I am glad Coldfusion does not force standards of any kind for this very reason.
Coldfusion does not force any framework or programming style.
Essentially, this is how I see Coldfusion. I have been in projects where the strong competitors, .NET, ORACLE, etc, have failed miserably, due to two main reasons they are not able to reduce delivery time; they have long production cycles surrounded with methods such as UML and other fancy stuff. They focus more on documentation than in getting the job done.
Yes, I know, it sounds like the agile manifesto, is not it?
Well, we picked Coldfusion for being agile, for breaking the standard, for standing out the “classic” languages and offer to allow designers to focus on what matters above any library, framework or methodology.
Coldfusion allows you to build software with or without frameworks. This is the beauty of it.
For sure, there are more languages but just a few allows you to focus on functional knowledge. It is, for me, a woodpecker.
We do not follow frameworks we follow principles.
We follow information planning principles to fight chaos. Information planning is a management instrument to make information supply manageable in terms of time, quality and costs.
We use functional layers, we never accommodate to language layers.

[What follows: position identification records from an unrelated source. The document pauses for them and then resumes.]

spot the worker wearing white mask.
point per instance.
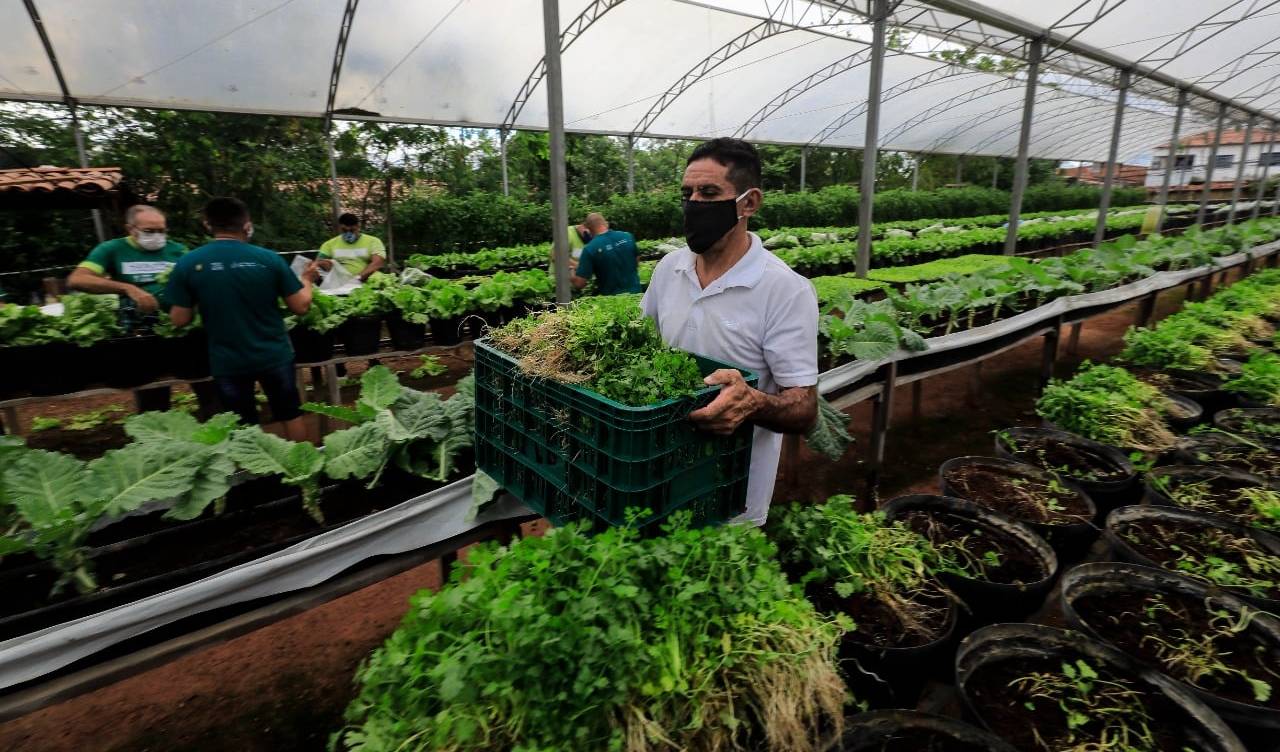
(135, 265)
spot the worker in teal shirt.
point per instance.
(611, 257)
(237, 288)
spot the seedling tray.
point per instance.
(572, 454)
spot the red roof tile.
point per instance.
(45, 179)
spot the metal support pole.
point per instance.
(556, 123)
(1024, 137)
(1239, 169)
(1100, 232)
(99, 228)
(1173, 159)
(334, 189)
(502, 148)
(1208, 168)
(1266, 169)
(867, 189)
(631, 164)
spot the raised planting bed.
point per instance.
(1056, 509)
(1008, 567)
(1242, 560)
(1104, 472)
(1230, 494)
(1220, 646)
(883, 577)
(1261, 425)
(908, 730)
(1045, 688)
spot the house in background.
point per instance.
(1095, 173)
(1191, 160)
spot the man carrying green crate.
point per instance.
(726, 297)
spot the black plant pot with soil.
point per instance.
(1104, 472)
(188, 356)
(1207, 490)
(1201, 548)
(1260, 425)
(908, 730)
(311, 347)
(405, 335)
(885, 663)
(1153, 615)
(1006, 591)
(448, 331)
(1057, 510)
(128, 361)
(993, 664)
(360, 335)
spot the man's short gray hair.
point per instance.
(133, 211)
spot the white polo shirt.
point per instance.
(759, 315)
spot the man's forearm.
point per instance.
(791, 411)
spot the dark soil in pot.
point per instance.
(1013, 678)
(1104, 472)
(1261, 425)
(1011, 565)
(1229, 450)
(1242, 560)
(1212, 642)
(1223, 493)
(908, 730)
(1057, 510)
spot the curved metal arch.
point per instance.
(575, 28)
(974, 94)
(339, 54)
(1073, 134)
(804, 85)
(938, 143)
(895, 91)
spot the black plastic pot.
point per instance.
(405, 335)
(188, 356)
(1233, 421)
(1069, 540)
(1105, 494)
(1192, 473)
(360, 335)
(892, 677)
(908, 730)
(1107, 579)
(56, 368)
(311, 347)
(1201, 386)
(1192, 413)
(988, 601)
(448, 331)
(1031, 647)
(128, 361)
(1127, 516)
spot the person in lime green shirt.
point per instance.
(357, 252)
(132, 265)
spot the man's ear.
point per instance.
(750, 202)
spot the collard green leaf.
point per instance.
(359, 452)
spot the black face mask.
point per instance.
(707, 221)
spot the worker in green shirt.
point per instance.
(611, 257)
(360, 253)
(132, 265)
(237, 288)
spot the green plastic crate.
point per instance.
(572, 454)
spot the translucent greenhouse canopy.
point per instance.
(789, 72)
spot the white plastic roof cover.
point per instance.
(773, 70)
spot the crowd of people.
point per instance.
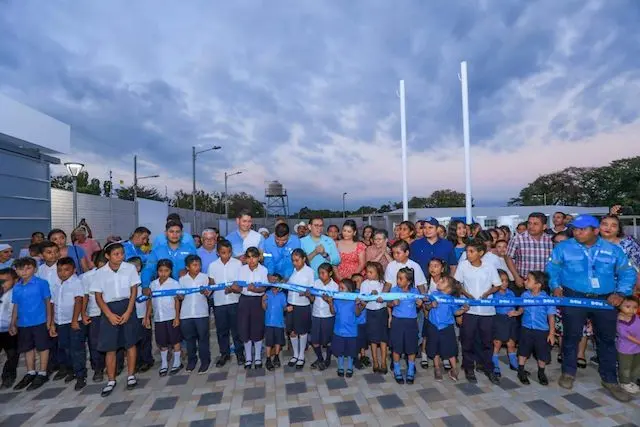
(61, 301)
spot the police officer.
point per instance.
(588, 266)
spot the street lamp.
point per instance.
(226, 194)
(344, 211)
(194, 156)
(74, 170)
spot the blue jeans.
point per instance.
(72, 353)
(604, 331)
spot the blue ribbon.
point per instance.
(392, 296)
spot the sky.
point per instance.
(306, 92)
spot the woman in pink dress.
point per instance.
(352, 252)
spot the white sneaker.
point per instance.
(630, 388)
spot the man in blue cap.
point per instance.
(588, 266)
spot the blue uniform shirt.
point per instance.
(601, 269)
(308, 245)
(345, 324)
(504, 309)
(278, 259)
(30, 297)
(443, 315)
(176, 256)
(422, 252)
(407, 307)
(537, 316)
(274, 315)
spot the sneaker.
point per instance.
(80, 384)
(617, 392)
(566, 381)
(38, 382)
(24, 382)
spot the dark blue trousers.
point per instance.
(226, 317)
(72, 353)
(196, 333)
(604, 331)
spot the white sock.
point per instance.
(164, 354)
(303, 346)
(176, 359)
(247, 351)
(294, 343)
(258, 351)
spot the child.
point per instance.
(31, 320)
(166, 318)
(224, 270)
(538, 328)
(274, 304)
(145, 335)
(8, 342)
(322, 320)
(437, 270)
(194, 316)
(404, 326)
(345, 329)
(67, 326)
(299, 316)
(505, 327)
(439, 330)
(115, 286)
(628, 345)
(250, 313)
(377, 322)
(480, 280)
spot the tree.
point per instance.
(150, 193)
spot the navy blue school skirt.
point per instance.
(115, 337)
(378, 326)
(322, 330)
(344, 346)
(404, 335)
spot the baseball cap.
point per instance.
(584, 221)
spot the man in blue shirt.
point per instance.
(133, 246)
(175, 250)
(587, 266)
(277, 252)
(318, 247)
(423, 250)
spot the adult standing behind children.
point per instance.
(588, 266)
(318, 247)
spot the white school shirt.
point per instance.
(302, 277)
(477, 281)
(64, 298)
(194, 306)
(320, 307)
(225, 273)
(50, 274)
(92, 306)
(115, 285)
(164, 308)
(369, 286)
(6, 310)
(259, 275)
(391, 273)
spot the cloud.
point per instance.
(306, 93)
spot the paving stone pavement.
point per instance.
(233, 397)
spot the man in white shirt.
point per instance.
(226, 270)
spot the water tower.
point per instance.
(277, 202)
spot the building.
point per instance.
(29, 142)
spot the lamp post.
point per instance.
(74, 170)
(137, 178)
(344, 211)
(194, 156)
(226, 194)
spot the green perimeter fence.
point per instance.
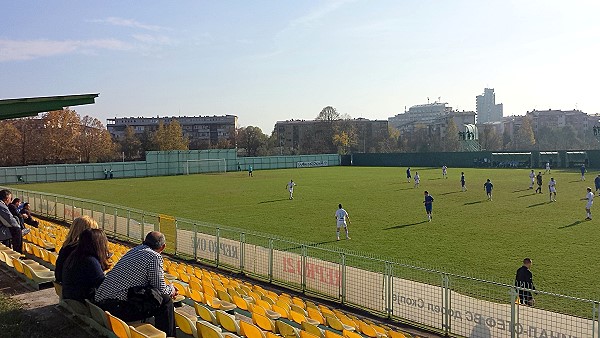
(162, 163)
(444, 302)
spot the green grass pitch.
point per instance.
(468, 234)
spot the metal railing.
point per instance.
(448, 303)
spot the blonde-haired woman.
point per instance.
(79, 225)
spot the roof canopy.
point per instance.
(15, 108)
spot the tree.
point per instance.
(131, 145)
(95, 143)
(10, 143)
(328, 114)
(253, 140)
(489, 139)
(524, 137)
(451, 141)
(170, 137)
(60, 136)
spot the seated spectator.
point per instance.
(83, 270)
(27, 218)
(135, 288)
(15, 239)
(79, 225)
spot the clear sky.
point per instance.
(266, 61)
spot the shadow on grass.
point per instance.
(521, 190)
(272, 201)
(537, 204)
(404, 225)
(532, 194)
(310, 244)
(571, 225)
(448, 193)
(471, 203)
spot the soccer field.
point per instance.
(468, 234)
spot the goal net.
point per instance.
(216, 165)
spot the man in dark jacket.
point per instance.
(524, 279)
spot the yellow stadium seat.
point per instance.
(316, 315)
(122, 330)
(205, 313)
(263, 322)
(305, 334)
(227, 321)
(331, 334)
(250, 330)
(185, 323)
(351, 334)
(287, 330)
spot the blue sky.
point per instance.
(275, 60)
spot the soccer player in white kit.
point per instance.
(290, 187)
(341, 216)
(552, 188)
(588, 207)
(532, 177)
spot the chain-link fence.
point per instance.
(447, 303)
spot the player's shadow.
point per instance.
(532, 194)
(310, 244)
(571, 225)
(537, 204)
(404, 225)
(448, 193)
(272, 201)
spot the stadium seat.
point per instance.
(205, 313)
(334, 323)
(144, 331)
(305, 334)
(350, 334)
(395, 334)
(186, 324)
(331, 334)
(208, 330)
(122, 330)
(287, 330)
(227, 321)
(312, 329)
(250, 330)
(263, 322)
(315, 314)
(97, 314)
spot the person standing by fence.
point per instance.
(524, 280)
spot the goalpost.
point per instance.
(215, 165)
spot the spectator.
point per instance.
(83, 271)
(8, 220)
(524, 279)
(79, 225)
(14, 210)
(27, 218)
(135, 288)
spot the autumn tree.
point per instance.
(60, 136)
(131, 145)
(524, 138)
(95, 143)
(489, 139)
(10, 143)
(170, 137)
(451, 141)
(253, 140)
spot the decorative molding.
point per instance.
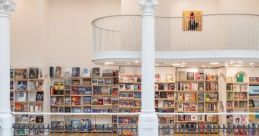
(7, 6)
(148, 6)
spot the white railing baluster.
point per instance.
(219, 32)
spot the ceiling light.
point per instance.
(176, 64)
(108, 63)
(226, 64)
(214, 63)
(237, 65)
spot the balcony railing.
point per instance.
(222, 36)
(96, 126)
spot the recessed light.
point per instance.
(108, 63)
(176, 64)
(214, 63)
(226, 64)
(237, 65)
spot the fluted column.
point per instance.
(6, 119)
(148, 120)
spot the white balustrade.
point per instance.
(222, 36)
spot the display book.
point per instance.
(237, 98)
(83, 90)
(164, 93)
(196, 92)
(253, 99)
(27, 95)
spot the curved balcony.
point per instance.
(223, 36)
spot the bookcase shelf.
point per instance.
(27, 95)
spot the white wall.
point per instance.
(56, 32)
(28, 31)
(176, 7)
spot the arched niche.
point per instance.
(240, 77)
(222, 77)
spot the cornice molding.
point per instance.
(7, 6)
(148, 6)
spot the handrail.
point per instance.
(229, 35)
(223, 14)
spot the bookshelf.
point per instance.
(27, 95)
(196, 92)
(237, 98)
(253, 99)
(81, 91)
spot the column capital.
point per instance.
(148, 6)
(6, 7)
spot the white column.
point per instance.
(148, 120)
(6, 119)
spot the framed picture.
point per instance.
(192, 21)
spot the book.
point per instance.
(240, 77)
(21, 96)
(169, 78)
(51, 72)
(190, 76)
(67, 78)
(33, 73)
(157, 77)
(96, 72)
(86, 72)
(20, 74)
(182, 76)
(39, 119)
(75, 100)
(22, 85)
(11, 73)
(58, 72)
(39, 96)
(75, 72)
(107, 73)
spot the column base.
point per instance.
(6, 124)
(148, 124)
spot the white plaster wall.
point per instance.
(176, 7)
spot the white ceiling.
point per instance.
(182, 63)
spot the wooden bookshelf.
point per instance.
(196, 92)
(77, 93)
(27, 94)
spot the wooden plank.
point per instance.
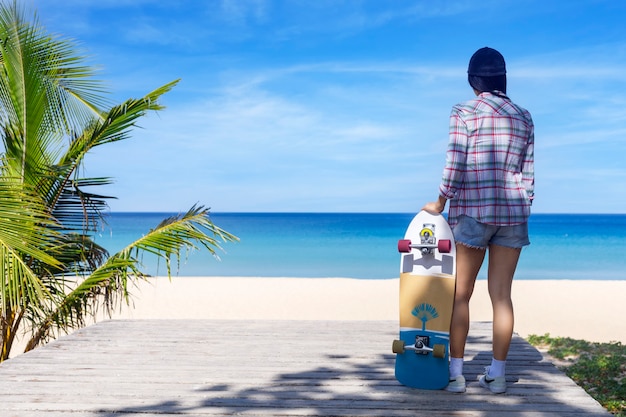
(265, 368)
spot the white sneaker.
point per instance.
(456, 384)
(496, 385)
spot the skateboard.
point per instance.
(427, 279)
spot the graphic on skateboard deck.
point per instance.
(427, 279)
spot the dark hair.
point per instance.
(488, 84)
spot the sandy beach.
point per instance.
(590, 310)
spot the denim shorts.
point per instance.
(474, 234)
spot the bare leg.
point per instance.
(502, 264)
(468, 262)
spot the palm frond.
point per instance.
(108, 285)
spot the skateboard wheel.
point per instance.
(398, 346)
(439, 351)
(444, 246)
(404, 246)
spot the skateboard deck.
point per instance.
(427, 280)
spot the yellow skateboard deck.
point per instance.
(427, 280)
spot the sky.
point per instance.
(343, 105)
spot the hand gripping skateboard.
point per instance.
(427, 279)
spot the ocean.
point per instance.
(364, 246)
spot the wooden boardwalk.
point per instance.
(264, 368)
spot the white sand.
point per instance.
(590, 310)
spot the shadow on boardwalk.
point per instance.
(266, 368)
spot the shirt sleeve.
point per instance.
(456, 156)
(528, 164)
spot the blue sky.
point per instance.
(343, 105)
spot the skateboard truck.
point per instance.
(428, 242)
(443, 246)
(420, 347)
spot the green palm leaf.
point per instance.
(109, 284)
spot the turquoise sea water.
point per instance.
(564, 246)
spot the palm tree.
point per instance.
(52, 113)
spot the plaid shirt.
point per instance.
(489, 172)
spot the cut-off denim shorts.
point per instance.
(474, 234)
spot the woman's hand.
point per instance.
(436, 207)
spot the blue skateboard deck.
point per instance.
(427, 280)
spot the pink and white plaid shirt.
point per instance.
(489, 172)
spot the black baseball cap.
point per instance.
(487, 62)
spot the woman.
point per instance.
(489, 180)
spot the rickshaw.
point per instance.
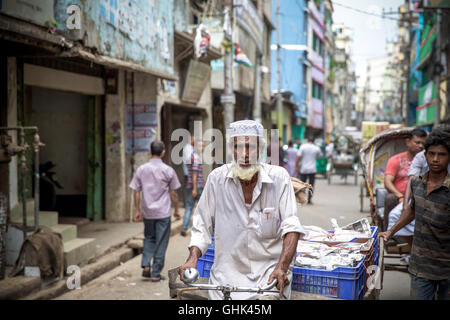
(344, 160)
(374, 156)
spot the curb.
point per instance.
(26, 288)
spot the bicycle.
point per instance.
(191, 275)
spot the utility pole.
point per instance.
(279, 97)
(408, 62)
(257, 99)
(437, 117)
(228, 98)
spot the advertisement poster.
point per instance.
(142, 131)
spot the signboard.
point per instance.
(425, 112)
(143, 137)
(37, 12)
(144, 128)
(317, 113)
(142, 22)
(247, 18)
(197, 76)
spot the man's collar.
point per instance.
(446, 183)
(265, 178)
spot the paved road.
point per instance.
(338, 200)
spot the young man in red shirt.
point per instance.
(396, 175)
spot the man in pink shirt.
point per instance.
(155, 183)
(396, 174)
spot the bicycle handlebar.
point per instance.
(191, 275)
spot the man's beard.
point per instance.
(245, 174)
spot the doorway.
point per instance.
(70, 126)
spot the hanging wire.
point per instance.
(367, 12)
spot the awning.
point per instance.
(111, 62)
(16, 30)
(184, 48)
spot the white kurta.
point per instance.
(248, 243)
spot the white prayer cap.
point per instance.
(246, 128)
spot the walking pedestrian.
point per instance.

Anything that Coldfusion does to generate client output, we refrain from using it to the exception of cfwindow which is tied to EXT JS and we are even considering to remove it.
Now, why productivity is important? it is important as having RDMS with proper structure and data integrity is king in this business.
ColdFusion helps with human interaction. It essentially closes the gap between users and developers. You are better off close to nature than sitting on a cubicle.